What this means for buying decisions and upgrade strategy​

  • For gamers on the fence about upgrading from Ryzen 7000 (Zen 4) to Ryzen 9000/9700X (Zen 5): the Windows changes make the generational uplift less of an immediate selling point. Zen 5 benefits, but because Zen 4 also improves under the OS fixes, the real-world edge is modest in many gaming workloads. Buyers should weigh platform features (chipset, future-proofing, memory support, cTDP flexibility) and price rather than expect a transformative FPS leap.
  • For players with older Ryzen CPUs: this update shows the value of software-level optimization — you can extract extra life from existing hardware. If building a budget or mid-range rig, prioritizing a good GPU and updated platform firmware plus OS patches may be more impactful than chasing the newest CPU generation immediately.

The broader implication: OS-level fixes matter​

This episode is a reminder that hardware performance is often a three-legged stool: silicon, firmware, and the operating system. Microarchitectural improvements are only useful if the OS scheduler and low-level runtime properly exploit them. Microsoft’s work here — born out of close coordination with AMD — illustrates the gains possible when OS vendors and silicon designers align.
It also underlines the asymmetry in modern performance marketing. Bench numbers published at a CPU launch can depend on the exact software stack used in testing (AMD’s internal “admin” testing setup vs. retail user accounts was a key ingredient of the original launch controversy). Fixes that standardize those optimizations for normal users are therefore material to real-world competitiveness.

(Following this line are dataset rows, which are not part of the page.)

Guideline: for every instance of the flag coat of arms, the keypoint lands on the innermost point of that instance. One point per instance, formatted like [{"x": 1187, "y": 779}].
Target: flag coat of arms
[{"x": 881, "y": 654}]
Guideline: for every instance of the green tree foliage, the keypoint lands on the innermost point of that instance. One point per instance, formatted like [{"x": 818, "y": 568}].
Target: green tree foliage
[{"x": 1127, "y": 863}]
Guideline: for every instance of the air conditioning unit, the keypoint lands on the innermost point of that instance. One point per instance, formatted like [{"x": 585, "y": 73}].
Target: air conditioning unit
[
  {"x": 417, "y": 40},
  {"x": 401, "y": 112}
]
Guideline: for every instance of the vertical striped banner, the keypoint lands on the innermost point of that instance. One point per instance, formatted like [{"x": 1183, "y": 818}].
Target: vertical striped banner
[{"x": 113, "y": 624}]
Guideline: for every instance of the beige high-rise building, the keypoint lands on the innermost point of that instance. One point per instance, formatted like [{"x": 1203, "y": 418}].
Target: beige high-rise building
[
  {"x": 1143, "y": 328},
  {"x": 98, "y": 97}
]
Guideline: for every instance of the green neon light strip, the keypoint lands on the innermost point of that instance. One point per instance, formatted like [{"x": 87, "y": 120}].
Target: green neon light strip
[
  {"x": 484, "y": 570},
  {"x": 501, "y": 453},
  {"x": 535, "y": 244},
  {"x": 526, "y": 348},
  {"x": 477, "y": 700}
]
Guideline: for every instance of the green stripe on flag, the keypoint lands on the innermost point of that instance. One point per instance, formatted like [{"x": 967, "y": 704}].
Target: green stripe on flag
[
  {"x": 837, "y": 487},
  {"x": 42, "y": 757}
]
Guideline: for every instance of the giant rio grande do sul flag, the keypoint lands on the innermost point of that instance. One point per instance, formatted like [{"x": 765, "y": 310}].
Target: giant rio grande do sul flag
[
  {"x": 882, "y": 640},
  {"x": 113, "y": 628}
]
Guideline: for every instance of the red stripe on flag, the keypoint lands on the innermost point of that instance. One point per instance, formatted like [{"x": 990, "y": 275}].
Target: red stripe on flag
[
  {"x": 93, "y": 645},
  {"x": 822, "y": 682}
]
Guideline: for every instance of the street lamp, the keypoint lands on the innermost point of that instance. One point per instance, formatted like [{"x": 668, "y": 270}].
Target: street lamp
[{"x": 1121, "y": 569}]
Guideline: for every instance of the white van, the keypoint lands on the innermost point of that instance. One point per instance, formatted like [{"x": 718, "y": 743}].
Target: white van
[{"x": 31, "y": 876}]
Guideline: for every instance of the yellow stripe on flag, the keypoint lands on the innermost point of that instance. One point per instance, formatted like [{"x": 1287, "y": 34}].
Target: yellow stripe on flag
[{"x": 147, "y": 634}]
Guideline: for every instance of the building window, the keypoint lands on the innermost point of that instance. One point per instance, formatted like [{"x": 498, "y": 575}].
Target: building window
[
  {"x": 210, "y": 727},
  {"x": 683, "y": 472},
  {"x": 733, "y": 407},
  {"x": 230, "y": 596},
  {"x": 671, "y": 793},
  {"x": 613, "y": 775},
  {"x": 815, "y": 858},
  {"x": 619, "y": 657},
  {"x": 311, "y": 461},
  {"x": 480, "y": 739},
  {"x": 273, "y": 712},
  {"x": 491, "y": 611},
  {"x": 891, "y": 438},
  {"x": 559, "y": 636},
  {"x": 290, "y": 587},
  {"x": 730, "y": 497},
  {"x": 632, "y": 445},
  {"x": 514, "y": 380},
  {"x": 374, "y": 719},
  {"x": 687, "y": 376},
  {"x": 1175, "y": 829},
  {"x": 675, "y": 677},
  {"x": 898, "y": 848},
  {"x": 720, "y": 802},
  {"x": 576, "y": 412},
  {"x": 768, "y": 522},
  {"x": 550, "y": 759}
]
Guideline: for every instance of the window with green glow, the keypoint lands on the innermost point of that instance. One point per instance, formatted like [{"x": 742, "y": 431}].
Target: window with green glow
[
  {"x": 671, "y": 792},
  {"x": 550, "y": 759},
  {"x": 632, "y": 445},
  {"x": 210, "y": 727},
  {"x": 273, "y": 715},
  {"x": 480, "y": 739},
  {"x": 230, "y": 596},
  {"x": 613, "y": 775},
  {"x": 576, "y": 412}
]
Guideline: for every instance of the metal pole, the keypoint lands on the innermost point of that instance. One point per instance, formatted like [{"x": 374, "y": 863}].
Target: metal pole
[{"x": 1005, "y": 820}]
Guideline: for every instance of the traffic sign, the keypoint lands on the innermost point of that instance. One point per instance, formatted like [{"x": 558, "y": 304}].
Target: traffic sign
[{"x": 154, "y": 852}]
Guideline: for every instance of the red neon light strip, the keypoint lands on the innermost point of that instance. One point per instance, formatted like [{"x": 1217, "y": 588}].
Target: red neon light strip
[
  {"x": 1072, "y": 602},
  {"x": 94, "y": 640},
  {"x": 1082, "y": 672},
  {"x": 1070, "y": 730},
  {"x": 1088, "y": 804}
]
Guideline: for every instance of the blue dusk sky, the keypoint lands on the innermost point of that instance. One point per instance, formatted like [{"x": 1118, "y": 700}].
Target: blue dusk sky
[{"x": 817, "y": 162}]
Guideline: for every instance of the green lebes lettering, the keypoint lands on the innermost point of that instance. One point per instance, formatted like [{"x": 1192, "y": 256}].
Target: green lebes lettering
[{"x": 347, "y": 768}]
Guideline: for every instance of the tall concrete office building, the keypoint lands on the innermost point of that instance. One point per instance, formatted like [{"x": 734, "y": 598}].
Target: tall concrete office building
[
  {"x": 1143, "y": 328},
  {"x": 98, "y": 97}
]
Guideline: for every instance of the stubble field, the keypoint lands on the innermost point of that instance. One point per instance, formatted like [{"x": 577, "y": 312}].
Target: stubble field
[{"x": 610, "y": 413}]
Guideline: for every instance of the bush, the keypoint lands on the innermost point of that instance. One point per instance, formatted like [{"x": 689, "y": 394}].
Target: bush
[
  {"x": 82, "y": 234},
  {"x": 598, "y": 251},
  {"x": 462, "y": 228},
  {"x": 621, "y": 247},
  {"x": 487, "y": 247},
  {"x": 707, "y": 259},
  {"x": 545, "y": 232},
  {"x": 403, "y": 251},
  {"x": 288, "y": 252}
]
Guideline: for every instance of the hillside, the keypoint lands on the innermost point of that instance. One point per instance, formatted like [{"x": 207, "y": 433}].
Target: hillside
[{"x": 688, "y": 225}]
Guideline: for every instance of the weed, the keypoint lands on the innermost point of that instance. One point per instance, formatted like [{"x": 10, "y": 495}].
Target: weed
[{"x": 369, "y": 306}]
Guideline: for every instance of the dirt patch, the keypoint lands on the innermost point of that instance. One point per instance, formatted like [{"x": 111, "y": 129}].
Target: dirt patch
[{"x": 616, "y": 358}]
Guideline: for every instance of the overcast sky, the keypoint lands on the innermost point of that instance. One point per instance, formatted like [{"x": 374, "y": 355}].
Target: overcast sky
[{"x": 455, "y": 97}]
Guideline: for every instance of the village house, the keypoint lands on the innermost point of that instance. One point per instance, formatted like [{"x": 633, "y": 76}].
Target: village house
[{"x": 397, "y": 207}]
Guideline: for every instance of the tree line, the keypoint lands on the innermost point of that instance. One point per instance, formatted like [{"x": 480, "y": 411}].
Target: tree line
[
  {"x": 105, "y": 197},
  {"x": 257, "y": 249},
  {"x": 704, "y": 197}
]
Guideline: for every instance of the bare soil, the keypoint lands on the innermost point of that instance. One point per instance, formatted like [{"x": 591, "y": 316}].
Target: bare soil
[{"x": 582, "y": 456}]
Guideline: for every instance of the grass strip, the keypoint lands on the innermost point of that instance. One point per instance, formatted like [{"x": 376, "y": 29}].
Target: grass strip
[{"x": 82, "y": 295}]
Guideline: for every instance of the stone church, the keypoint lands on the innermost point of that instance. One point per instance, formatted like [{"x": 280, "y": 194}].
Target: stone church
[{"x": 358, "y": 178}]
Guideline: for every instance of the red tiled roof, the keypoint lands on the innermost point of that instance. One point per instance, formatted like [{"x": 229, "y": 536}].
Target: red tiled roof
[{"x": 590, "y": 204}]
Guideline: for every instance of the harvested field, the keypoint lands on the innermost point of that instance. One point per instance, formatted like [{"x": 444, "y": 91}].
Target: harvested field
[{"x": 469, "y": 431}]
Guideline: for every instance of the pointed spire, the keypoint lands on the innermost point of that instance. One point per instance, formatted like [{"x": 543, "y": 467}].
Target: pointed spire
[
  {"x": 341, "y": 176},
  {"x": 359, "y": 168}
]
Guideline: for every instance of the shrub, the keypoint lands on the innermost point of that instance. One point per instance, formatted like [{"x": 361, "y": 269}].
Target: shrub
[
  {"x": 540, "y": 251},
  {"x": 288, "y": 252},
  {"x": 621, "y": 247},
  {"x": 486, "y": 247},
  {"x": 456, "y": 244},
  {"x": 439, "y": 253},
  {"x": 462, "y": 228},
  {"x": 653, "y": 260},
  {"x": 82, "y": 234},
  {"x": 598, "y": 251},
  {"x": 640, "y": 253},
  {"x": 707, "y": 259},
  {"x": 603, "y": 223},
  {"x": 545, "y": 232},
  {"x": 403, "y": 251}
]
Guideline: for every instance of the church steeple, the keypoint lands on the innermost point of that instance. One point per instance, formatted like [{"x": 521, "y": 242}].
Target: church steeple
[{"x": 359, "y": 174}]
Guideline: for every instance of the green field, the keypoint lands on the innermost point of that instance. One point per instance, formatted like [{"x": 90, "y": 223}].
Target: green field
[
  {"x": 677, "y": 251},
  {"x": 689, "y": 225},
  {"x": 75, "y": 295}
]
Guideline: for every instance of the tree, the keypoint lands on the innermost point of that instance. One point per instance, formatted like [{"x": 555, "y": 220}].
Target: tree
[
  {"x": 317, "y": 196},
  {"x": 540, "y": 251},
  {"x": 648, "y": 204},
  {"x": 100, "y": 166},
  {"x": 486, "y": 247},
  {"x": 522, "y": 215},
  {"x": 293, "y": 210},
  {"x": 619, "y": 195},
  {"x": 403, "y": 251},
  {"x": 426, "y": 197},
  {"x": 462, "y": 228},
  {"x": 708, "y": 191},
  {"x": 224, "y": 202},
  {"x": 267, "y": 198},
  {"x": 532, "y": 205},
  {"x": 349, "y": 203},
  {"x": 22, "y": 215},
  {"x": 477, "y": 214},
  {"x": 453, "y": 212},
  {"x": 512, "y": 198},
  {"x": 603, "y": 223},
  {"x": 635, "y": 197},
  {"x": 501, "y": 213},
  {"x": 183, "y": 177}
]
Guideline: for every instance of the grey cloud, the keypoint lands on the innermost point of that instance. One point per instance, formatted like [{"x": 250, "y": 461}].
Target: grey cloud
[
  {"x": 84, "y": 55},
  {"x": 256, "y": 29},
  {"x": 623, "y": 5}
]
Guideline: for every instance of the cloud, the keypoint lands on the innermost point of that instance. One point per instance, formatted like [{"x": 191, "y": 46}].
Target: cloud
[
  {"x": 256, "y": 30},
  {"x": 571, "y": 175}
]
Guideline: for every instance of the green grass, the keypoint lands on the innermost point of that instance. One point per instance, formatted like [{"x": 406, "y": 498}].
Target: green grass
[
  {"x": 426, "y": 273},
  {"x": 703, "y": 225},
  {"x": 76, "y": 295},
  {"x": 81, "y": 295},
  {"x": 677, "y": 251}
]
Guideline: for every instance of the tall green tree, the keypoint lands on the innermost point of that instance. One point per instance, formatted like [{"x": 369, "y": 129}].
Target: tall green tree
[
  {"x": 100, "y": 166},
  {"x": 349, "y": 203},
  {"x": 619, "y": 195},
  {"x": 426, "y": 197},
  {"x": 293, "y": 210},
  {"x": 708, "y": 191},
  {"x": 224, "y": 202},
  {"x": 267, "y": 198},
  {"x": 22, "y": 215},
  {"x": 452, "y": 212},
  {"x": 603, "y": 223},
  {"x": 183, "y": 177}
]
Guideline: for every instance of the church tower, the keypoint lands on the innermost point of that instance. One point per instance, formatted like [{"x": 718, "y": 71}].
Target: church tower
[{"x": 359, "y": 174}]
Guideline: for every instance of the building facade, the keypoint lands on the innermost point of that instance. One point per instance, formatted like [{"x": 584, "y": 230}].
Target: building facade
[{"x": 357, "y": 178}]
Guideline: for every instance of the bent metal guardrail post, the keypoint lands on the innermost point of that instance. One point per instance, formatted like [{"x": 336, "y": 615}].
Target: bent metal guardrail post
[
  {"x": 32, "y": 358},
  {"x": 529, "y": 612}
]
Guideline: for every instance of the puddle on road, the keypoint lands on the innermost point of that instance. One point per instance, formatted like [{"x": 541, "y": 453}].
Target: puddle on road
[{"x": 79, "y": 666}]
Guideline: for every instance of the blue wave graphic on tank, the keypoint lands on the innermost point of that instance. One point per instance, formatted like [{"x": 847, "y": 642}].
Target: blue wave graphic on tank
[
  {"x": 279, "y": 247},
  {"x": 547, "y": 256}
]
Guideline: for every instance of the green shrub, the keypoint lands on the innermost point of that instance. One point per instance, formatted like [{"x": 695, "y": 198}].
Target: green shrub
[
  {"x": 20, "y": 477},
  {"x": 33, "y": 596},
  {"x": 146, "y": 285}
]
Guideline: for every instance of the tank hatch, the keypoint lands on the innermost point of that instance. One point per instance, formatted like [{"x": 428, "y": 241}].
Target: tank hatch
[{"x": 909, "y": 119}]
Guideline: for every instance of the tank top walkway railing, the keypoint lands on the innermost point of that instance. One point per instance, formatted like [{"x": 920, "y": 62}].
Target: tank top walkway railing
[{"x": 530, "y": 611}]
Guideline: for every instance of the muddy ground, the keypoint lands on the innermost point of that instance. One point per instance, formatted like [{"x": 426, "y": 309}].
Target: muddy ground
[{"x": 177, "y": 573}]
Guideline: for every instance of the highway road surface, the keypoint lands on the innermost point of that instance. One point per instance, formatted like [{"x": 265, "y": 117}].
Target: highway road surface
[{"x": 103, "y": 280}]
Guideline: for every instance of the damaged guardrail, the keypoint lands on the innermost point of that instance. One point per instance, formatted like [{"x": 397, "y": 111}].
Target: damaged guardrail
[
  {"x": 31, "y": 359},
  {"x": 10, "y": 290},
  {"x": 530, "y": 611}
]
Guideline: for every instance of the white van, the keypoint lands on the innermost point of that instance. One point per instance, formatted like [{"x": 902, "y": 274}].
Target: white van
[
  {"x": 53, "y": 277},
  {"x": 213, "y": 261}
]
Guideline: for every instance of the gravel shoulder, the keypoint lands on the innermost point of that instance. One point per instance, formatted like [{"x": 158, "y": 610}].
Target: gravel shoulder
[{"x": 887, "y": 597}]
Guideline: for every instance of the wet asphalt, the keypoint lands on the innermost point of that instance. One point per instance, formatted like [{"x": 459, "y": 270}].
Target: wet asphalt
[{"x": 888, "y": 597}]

Conclusion — what Windows enthusiasts should take away​

The Windows 11 24H2 update and its backport via KB5041587 delivered a practical gift to many Ryzen owners: a clean, software-driven uplift to gaming performance without overclocking or unstable tweaks. For the Ryzen 7 7700X and 9700X specifically, the majority of independent testing shows average gains in the neighborhood of 10–11% at 1080p, with a handful of titles seeing more dramatic changes while a few see minor regressions. These changes don’t rewrite the relative performance chart between Zen 4 and Zen 5 — the gap remains modest — but they do improve day-to-day gameplay and make existing Ryzen systems more competitive.
Gamers should install the optional patch or 24H2, update BIOS and drivers, and validate with a short benchmark. But prudence is warranted: check compatibility with any anti-cheat or proprietary middleware used by your favorite titles, keep firmware current, and treat exceptionally large single-title performance claims as anecdotes until verified by established testers.
This is a rare example of operating system maintenance materially improving user-facing performance across an entire CPU family — and it’s a pragmatic reminder that keeping software and firmware current often yields more performance per dollar than chasing a new CPU every year.